Funções do canto litúrgico
São várias as funções do canto e da música litúrgica. Citamos principalmente três:

- É uma expressão poética. Por meio do canto, como dissemos antes, a palavra pode chegar a ter uma força comunicativa muito maior, ganhando expressividade e beleza.

- Cria um clima festivo e comunitário. Sendo o canto uma expressão do interior do homem que toca-lhe no seu mais íntimo e profundo, contribui para liberar sentimentos escondidos e reservados e tira as pessoas do individualismo, para criar um sentido de alegria comum e uma sintonia.

- O canto tem, além, uma função ministerial e sacramental. A música sacra está em função da liturgia para ajudar a assembleia a expressar e realizar duas atitudes internas para depois, transformá-las em vida.

Características da música sagrada 
Usamos aqui o termo música sagrada referindo-nos à música usada no culto. Podemos identificar algumas características conforme estas funções antropológicas e litúrgicas.

O canto deve ser santo. Isso não quer dizer só rejeitar o que há de profano, mas assumir o caráter consagrado. Será santo o canto que se integra com a ação sagrada, usando os textos litúrgicos e expressando melodiosamente o significado destes textos.

Será bom o canto não só se conserva a perfeição técnica da música, mas quando consegue significar a realidade boa e perfeita do culto.
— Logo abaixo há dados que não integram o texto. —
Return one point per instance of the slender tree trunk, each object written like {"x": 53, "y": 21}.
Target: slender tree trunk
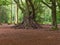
{"x": 54, "y": 23}
{"x": 28, "y": 20}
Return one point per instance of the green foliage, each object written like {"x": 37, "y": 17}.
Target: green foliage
{"x": 3, "y": 15}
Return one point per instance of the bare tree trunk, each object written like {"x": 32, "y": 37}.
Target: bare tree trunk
{"x": 54, "y": 23}
{"x": 28, "y": 20}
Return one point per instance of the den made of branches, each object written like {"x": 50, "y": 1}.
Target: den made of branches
{"x": 31, "y": 13}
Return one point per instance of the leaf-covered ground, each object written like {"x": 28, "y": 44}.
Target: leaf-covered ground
{"x": 10, "y": 36}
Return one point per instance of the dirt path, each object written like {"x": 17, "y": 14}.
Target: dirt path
{"x": 10, "y": 36}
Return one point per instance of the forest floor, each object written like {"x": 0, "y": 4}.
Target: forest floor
{"x": 45, "y": 36}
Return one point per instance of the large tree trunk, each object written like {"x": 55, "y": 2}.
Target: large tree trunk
{"x": 54, "y": 23}
{"x": 29, "y": 17}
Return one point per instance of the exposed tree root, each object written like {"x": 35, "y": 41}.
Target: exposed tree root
{"x": 30, "y": 25}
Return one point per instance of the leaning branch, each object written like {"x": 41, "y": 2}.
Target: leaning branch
{"x": 46, "y": 4}
{"x": 17, "y": 2}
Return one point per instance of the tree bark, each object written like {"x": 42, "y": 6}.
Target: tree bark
{"x": 54, "y": 23}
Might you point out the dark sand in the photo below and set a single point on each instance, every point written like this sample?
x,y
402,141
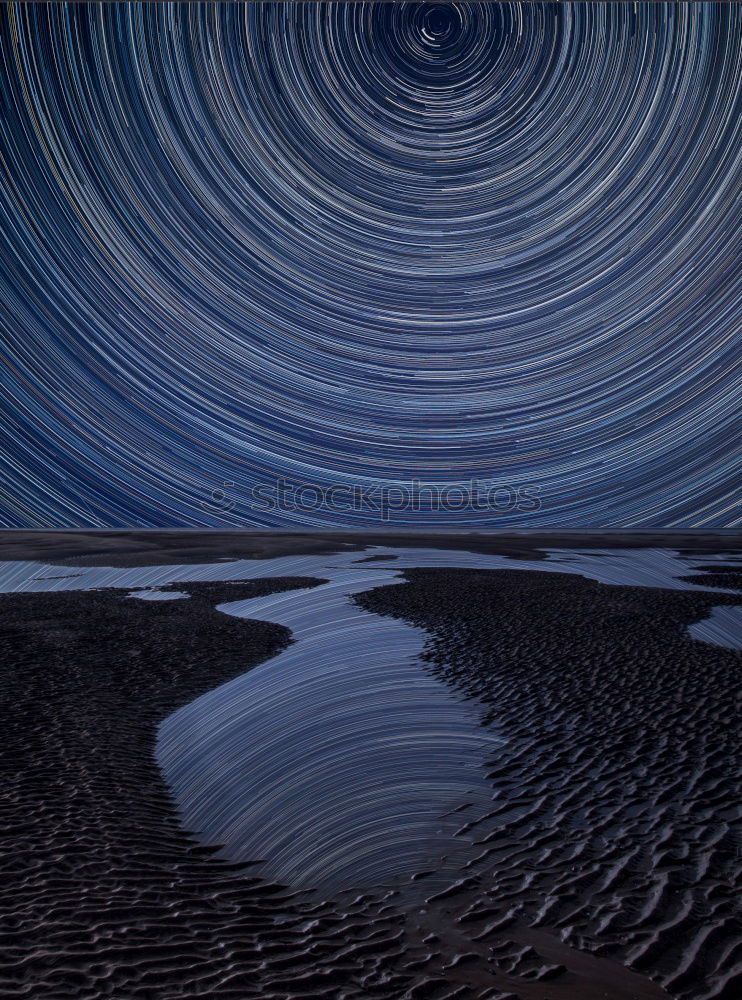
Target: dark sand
x,y
618,814
612,822
159,548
Pelo canto conhecemos e experimentamos a bondade mesma de Deus.

O que a Igreja busca com a música não é só o prazer estético, mas a elevação espiritual que ajuda tanto à alma a chegar, através da ordem sensível, à ordem da graça. Por isso a Igreja estima tanto o canto gregoriano e o canto polifônico clássico, que criam um clima propício à oração.

Por todos estes motivos é importante sempre que o canto seja idôneo para a liturgia e, como os objetos litúrgicos, sirva o esplendor do culto com dignidade e beleza.

Uso dos instrumentos
Durante os primeiros séculos da Igreja, diferentemente dos judeus e pagãos, não usou instrumentos musicais no seu culto. O motivo talvez fosse à prudência pelas fortes perseguições ou pela associação ao profano e sensual, dado que os romanos usavam o órgão no teatro e no circo.

Com as invasões bárbaras ao Império Romano o órgão caiu em desuso. Em 757 o imperador bizantino Constantino V doou um órgão ao rei franco Pipino (pai de Carlos Magno), quem não hesitou em coloca-lo em uma Igreja.

Desde então o uso do órgão começou a difundir-se e a Igreja privilegiou seu uso como instrumento mais idôneo para a celebração. Mesmo que se privilegie este instrumento, não se excluem os demais. É preferível, porém, que acompanhem sempre os cantos e não seja só música instrumental. Compete à Conferência Episcopal aprovar os instrumentos aptos para a liturgia.

Conclusão
Santa Cecília é considerada a padroeira da música porque, conforme a ata dos mártires, enquanto caminhava ao seu martírio entoava cantos no seu interior. Que assim também seja a nossa vida, um continuo entoar louvores a Deus no nosso interior adorando-o e rendendo-lhe graças. Concluo com a frase do cardeal brasileiro dom Paulo Evaristo Arns que assim definiu a arte musical: "A música, que eleva a palavra e o sentimento até a sua última expressão humana, interpreta o nosso coração e nos une ao Deus de toda beleza e bondade".